Tu es là, à fixer le montant de ton indemnité de licenciement pour inaptitude, et franchement, je te comprends. C'est probablement la dernière chose à laquelle tu as envie de penser après des mois de galère médicale. Mais crois-moi, j'ai vu trop de gens se faire avoir sur cette prime, et pas qu'un peu. Moi-même, il y a quelques années, j'ai accompagné un proche dans cette procédure. Et là, surprise : on a découvert que son employeur lui avait versé l'indemnité de base, sans tenir compte de l'origine professionnelle de son inaptitude. Résultat : une perte sèche de 8 000 €. Une somme qu'il aurait pu récupérer s'il avait été mieux informé. Alors voilà, je te propose qu'on décortique ensemble ce sujet, sans langue de bois. Parce que la prime de licenciement pour inaptitude, ce n'est pas un simple virement à encaisser. C'est un calcul précis, truffé de règles, de pièges et de subtilités qui peuvent doubler – ou diviser par deux – ce que tu vas toucher.
Points clés à retenir
- L'indemnité légale de licenciement est calculée sur un barème : 1/4 de mois par année d'ancienneté pour les 10 premières années, puis 1/3 au-delà.
- En cas d'inaptitude d'origine professionnelle, cette indemnité est doublée (art. L.1226-14 du Code du travail).
- Le salaire de référence retenu est le plus favorable entre la moyenne des 12 ou des 3 derniers mois.
- Une indemnité compensatrice de préavis est due dans certains cas.
- Le piège principal : confondre inaptitude professionnelle et non professionnelle.
Comment se calcule la prime de licenciement pour inaptitude ?
Bon, commençons par le commencement.

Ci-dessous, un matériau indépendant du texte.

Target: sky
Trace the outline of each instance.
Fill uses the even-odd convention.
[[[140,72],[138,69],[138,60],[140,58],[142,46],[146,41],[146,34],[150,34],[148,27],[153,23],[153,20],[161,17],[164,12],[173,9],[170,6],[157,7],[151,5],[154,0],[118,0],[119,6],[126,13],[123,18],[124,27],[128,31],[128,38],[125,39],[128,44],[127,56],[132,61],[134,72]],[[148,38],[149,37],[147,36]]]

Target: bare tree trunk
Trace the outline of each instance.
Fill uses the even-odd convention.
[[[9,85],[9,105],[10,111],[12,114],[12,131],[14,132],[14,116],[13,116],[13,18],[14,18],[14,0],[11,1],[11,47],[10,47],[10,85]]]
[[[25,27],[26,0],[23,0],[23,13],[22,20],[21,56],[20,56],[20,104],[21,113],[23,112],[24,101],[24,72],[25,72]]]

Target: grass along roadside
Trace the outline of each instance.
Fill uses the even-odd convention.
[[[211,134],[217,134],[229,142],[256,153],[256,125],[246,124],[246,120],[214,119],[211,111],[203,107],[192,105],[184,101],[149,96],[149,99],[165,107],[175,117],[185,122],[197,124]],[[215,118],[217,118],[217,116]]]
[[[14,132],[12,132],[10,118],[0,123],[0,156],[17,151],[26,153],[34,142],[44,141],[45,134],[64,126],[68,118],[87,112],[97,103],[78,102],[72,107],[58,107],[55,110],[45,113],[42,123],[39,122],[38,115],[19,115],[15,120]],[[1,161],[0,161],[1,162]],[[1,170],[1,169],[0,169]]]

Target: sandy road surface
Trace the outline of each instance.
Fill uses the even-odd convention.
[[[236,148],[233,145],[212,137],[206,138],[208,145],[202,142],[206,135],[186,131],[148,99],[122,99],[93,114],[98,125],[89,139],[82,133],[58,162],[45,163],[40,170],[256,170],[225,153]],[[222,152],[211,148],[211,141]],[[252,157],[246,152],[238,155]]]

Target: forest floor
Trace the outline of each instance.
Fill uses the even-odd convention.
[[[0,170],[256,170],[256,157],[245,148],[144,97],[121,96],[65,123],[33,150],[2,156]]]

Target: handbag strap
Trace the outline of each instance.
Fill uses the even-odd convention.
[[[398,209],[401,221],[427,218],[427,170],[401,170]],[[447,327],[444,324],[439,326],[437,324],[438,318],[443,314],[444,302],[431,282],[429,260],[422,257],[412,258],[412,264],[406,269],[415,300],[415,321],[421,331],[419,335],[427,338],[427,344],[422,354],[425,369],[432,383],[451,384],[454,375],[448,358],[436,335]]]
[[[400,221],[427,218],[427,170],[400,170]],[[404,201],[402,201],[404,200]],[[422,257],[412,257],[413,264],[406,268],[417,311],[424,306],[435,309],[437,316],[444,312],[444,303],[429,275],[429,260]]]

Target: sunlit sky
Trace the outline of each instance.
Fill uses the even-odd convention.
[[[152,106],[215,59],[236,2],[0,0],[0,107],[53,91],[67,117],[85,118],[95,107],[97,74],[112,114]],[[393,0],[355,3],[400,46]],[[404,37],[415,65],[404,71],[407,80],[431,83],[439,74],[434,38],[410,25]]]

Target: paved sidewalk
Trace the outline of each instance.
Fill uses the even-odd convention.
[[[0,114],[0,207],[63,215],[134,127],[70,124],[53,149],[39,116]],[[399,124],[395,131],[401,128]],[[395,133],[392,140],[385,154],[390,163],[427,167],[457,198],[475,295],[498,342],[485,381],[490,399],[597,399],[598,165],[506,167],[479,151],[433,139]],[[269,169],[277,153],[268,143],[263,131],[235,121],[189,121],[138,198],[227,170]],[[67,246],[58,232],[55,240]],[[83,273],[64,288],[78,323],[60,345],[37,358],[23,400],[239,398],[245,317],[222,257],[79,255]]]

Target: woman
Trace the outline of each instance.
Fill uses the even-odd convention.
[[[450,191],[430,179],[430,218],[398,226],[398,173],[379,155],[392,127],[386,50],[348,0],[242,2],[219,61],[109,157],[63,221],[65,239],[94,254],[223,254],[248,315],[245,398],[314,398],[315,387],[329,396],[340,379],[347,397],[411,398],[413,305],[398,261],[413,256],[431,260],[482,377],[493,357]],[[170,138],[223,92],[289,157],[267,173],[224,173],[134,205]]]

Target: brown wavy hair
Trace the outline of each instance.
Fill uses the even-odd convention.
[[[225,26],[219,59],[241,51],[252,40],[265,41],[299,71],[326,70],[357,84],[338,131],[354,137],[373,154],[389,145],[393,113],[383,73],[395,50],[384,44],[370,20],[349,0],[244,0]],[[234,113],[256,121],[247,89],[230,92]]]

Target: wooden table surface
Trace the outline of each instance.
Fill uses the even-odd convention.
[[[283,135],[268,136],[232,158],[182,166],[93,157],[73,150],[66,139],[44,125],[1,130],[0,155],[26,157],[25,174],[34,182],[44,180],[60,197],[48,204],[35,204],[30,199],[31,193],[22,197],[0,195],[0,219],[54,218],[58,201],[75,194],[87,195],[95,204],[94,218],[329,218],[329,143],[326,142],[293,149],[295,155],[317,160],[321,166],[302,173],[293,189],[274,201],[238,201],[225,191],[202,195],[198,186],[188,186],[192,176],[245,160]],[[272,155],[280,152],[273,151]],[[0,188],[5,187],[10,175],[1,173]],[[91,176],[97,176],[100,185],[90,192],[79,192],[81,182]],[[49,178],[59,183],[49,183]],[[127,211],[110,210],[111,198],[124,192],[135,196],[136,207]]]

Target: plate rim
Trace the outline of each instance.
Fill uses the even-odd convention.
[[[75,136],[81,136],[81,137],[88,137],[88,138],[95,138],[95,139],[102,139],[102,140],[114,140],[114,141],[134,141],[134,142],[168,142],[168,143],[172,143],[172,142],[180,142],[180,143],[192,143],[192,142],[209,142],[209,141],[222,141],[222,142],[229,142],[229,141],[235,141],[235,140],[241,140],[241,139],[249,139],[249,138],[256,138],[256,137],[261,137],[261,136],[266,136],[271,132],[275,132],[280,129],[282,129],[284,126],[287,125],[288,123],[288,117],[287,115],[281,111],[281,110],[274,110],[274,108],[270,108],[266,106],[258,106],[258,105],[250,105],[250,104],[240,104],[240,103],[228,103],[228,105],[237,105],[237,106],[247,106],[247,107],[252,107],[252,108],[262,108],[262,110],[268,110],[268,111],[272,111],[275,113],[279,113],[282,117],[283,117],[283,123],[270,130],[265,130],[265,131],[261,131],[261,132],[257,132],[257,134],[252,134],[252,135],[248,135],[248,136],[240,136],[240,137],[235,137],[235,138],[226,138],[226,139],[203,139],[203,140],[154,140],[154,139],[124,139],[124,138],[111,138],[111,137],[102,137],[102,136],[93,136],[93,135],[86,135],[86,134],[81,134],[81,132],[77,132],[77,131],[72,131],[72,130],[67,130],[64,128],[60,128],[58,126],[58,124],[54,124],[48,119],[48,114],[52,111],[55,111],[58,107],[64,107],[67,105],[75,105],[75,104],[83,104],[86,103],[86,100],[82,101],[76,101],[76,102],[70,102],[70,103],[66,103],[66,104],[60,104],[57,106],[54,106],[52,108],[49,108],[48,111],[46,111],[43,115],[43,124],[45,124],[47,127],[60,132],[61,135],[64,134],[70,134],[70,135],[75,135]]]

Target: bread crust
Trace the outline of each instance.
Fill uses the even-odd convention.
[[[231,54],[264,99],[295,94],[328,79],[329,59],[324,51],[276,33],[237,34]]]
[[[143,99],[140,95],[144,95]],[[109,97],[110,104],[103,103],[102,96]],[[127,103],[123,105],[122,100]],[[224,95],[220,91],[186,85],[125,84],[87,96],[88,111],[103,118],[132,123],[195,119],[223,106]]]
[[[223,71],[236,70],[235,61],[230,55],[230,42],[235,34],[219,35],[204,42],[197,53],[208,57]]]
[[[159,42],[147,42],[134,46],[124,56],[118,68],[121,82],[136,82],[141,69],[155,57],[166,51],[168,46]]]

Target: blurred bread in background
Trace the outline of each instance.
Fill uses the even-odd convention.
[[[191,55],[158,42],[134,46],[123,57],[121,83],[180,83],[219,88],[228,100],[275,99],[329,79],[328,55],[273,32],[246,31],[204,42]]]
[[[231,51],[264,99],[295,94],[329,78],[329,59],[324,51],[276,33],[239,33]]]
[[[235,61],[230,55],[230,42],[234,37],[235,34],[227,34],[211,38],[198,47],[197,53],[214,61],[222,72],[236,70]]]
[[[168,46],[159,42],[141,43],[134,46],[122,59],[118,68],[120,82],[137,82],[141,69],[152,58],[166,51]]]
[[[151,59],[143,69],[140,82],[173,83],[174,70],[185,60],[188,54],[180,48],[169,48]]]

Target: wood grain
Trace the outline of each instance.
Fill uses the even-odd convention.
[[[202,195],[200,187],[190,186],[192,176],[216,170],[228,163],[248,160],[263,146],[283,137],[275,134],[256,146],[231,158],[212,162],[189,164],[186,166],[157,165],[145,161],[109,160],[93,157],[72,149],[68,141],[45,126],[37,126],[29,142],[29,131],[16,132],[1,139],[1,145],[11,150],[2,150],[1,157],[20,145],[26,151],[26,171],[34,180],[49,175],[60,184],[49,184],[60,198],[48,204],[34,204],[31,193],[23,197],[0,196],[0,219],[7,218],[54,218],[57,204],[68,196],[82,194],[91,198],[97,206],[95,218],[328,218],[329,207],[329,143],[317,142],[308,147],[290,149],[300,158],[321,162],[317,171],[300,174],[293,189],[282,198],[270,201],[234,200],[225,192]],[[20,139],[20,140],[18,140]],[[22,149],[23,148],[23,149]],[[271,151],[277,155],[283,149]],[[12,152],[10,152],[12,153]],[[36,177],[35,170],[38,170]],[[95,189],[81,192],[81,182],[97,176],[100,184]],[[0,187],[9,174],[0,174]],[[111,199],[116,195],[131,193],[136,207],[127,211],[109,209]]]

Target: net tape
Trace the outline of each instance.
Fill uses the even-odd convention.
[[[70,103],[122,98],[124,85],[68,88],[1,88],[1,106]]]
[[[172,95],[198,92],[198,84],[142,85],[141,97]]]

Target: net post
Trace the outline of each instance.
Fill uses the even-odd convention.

Le calcul de l'indemnité de licenciement pour inaptitude repose sur un barème légal assez simple, mais qui change du tout au tout selon l'origine de ton inaptitude.
L'indemnité légale : le socle commun
Le barème de base, c'est celui qui s'applique à tout licenciement d'un salarié en CDI. Le voici, sans fioritures : - **1/4 de mois de salaire** par année d'ancienneté pour les années jusqu'à 10 ans. - **1/3 de mois de salaire** par année d'ancienneté pour les années au-delà de 10 ans. Prenons un exemple concret. Si tu as 12 ans d'ancienneté et un salaire de référence de 2 500 € brut par mois, le calcul est le suivant : - Pour les 10 premières années : 10 x (2 500 € / 4) = 6 250 €. - Pour les 2 années suivantes : 2 x (2 500 € / 3) = 1 666,67 €. - Total :
7 916,67 €. Ce chiffre, c'est le minimum légal. Une convention collective ou un accord d'entreprise peut prévoir un montant plus élevé. À vérifier absolument.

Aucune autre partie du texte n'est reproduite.